A new study has shown that racehorses are extremely sensitive to changes in daily light and, contrary to humans, can adapt very quickly to sudden shifts in the 24-hour light-dark cycle, such as those resulting from a transmeridian flight, with unexpected benefits on their physical performance.
The research led by academics in the University of Bristol's Faculty of Medical and Veterinary Sciences is published in the Journal of Neuroendocrinology.
This is the first study of its kind to investigate the effects of jetlag on the physiology and performance of racehorses under tightly controlled experimental conditions. Horses are the only athletes, apart from humans, regularly flown across time zones for athletic competitions.
Dr Domingo Tortonese, Senior Lecturer in Anatomy in the School of Veterinary Sciences, who led the study, said: "We tested the hypothesis that abrupt alterations in the 24-hour light-dark cycle, such as those associated with the crossing of time-zones, would alter the molecular clockwork and neuroendocrine systems of racehorses with detrimental consequences on their athletic performance.
"In humans, air travel-associated sudden changes in the 24-hour light-dark cycle disrupt biological rhythms with negative effects on cognitive and physical performance. Indeed, jetlag has important implications for athletes who travel across time zones for competitive sporting events, particularly after an easterly flight.
"Our study shows that racehorses are different from humans in that they rely on light cues for their daily rhythms of activity, rather than for the synchronisation of an endogenously generated rhythm to the 24-hour light-dark cycle. This light dependency underlies a rapid process of adaptation with critical scientific implications and unexpected practical benefits."
Thoroughbred horses with previous race training were housed in light-controlled rooms and put through a fitness program of daily sessions of exercise on a high-speed treadmill at variable times of the day for three months. They then experienced a shift in the 24-hour light-dark cycle that mimicked an easterly flight across seven time zones.
The 24-hour patterns of four clock genes, together with neuroendocrine systems involved in a variety of functions, including time measurement, homeostasis and the response to stress, were investigated before and after the shift. The aerobic and anaerobic capacities were measured by standardised performance tests. Locomotor activity was also assessed continuously, under photoperiodic conditions and in the absence of light cues (constant darkness), to determine the expression and robustness of a 24-hour rest-activity cycle. The speed of re-adaptation to a new light-dark cycle was also investigated.

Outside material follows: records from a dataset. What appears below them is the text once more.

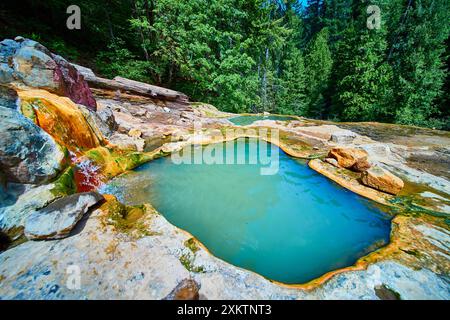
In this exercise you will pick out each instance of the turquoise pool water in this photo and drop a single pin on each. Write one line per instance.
(292, 227)
(246, 120)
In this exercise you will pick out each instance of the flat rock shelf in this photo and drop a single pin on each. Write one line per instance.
(292, 226)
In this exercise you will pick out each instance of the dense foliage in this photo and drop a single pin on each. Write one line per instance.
(315, 58)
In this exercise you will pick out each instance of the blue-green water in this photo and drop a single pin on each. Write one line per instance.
(247, 120)
(291, 227)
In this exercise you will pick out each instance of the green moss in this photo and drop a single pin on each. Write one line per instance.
(187, 261)
(192, 245)
(129, 219)
(65, 184)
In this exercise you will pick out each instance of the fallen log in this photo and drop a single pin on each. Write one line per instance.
(131, 86)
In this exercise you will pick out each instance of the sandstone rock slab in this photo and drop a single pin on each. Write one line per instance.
(27, 63)
(381, 179)
(27, 153)
(347, 157)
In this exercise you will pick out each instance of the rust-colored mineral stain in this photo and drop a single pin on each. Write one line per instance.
(62, 119)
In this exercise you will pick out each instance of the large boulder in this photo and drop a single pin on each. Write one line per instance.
(26, 63)
(57, 219)
(349, 157)
(381, 179)
(8, 98)
(19, 201)
(27, 153)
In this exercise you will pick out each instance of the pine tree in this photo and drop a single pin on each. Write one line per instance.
(293, 98)
(364, 79)
(417, 57)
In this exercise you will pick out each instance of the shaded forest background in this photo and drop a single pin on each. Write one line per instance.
(316, 59)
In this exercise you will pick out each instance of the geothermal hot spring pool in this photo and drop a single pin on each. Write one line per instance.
(291, 227)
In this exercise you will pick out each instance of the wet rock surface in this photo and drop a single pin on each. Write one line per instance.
(349, 157)
(27, 63)
(57, 219)
(381, 179)
(185, 290)
(27, 153)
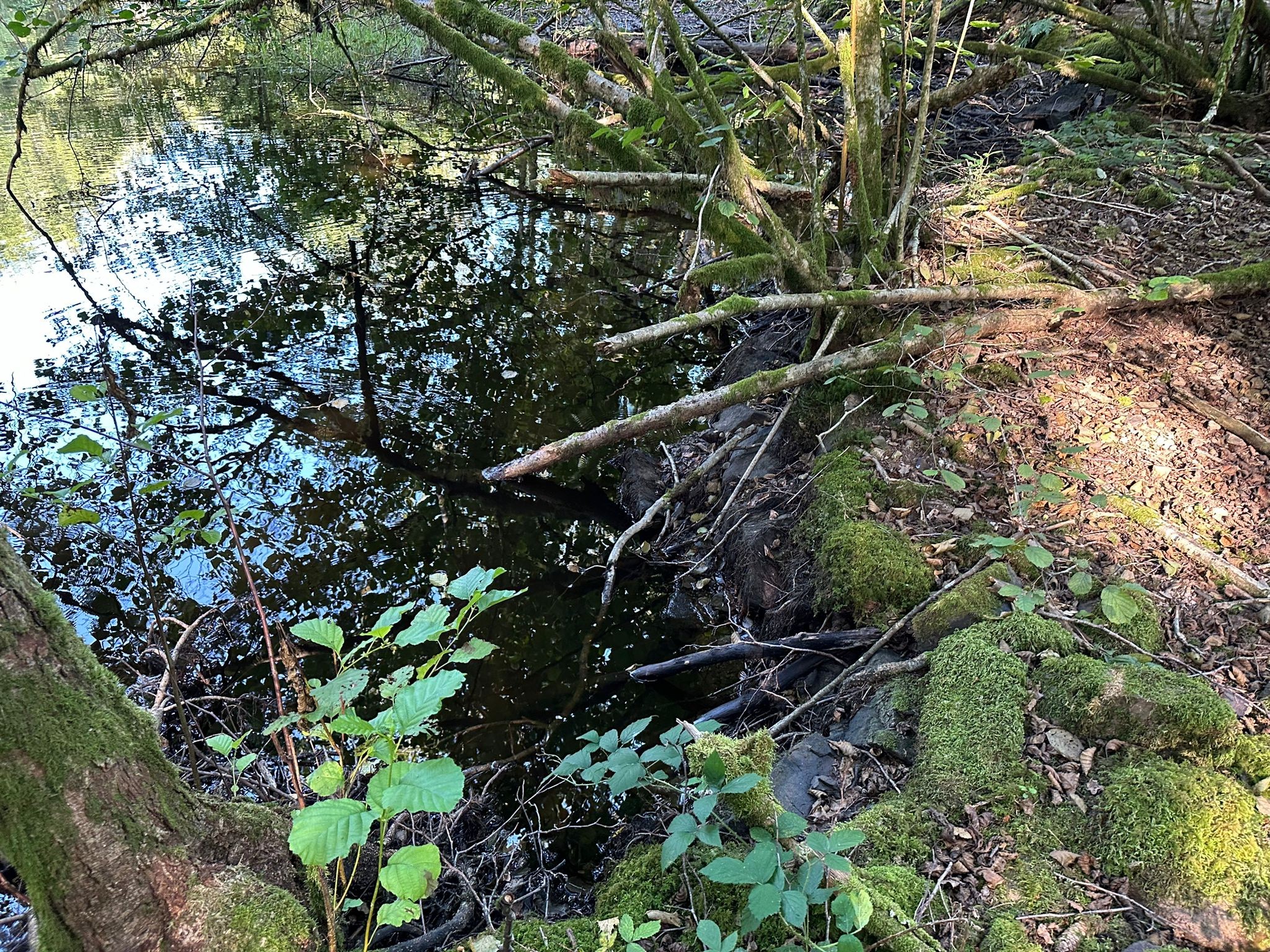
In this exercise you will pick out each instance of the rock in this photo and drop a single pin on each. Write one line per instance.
(878, 724)
(1214, 926)
(1065, 743)
(809, 763)
(737, 416)
(642, 482)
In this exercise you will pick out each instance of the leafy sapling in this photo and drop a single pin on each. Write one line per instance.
(383, 747)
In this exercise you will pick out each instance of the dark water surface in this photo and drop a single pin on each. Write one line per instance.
(351, 448)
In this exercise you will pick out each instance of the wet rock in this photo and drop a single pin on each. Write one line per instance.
(878, 724)
(642, 482)
(737, 416)
(809, 763)
(1214, 926)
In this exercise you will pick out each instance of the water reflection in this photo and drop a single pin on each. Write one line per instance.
(351, 446)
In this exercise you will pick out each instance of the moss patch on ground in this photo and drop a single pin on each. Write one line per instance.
(1142, 703)
(970, 734)
(755, 753)
(871, 571)
(969, 602)
(1183, 833)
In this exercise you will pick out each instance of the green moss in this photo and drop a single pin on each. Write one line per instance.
(1142, 703)
(1143, 630)
(1153, 196)
(897, 831)
(65, 724)
(562, 936)
(734, 272)
(970, 734)
(1005, 935)
(895, 892)
(1248, 754)
(755, 753)
(998, 375)
(843, 484)
(1181, 833)
(870, 570)
(637, 884)
(967, 603)
(1025, 631)
(244, 914)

Contrary to the prediction based on human and rodent data, the results show that whereas horses are extremely sensitive to sudden changes in the 24-hour light-dark cycle, they can adapt very quickly to a phase shift. Importantly, this rapid adaptation is not accompanied by an increase in the level of stress, but by alterations in endocrine systems that favour an enhancement of the horse's physical capacity during the process.
The improvement in athletic performance following experimental jetlag resulted in the animals being able to run at full gallop for an additional 25 seconds before reaching fatigue. This differs from humans who show a slow adjustment, particularly after an eastbound flight, with detrimental consequences on performance. The difference between the two species can be attributed to the powerful masking effect of light on the horse's daily locomotor activity, which, together with the absence of a robust sleep-wake cycle, can be a part of a mechanism of adaptation to sudden changes in the environment.
The results of this study have important practical implications, since equine athletes do not need to travel to be subjected to changes in daily light, and its beneficial consequences could help to reduce the level of injury in competitions.
The research by the University of Bristol in collaboration with academics from the University of Melbourne and the University of Cambridge was supported by a research grant from the Horserace Betting Levy Board and by a Wellcome Trust Equipment Grant.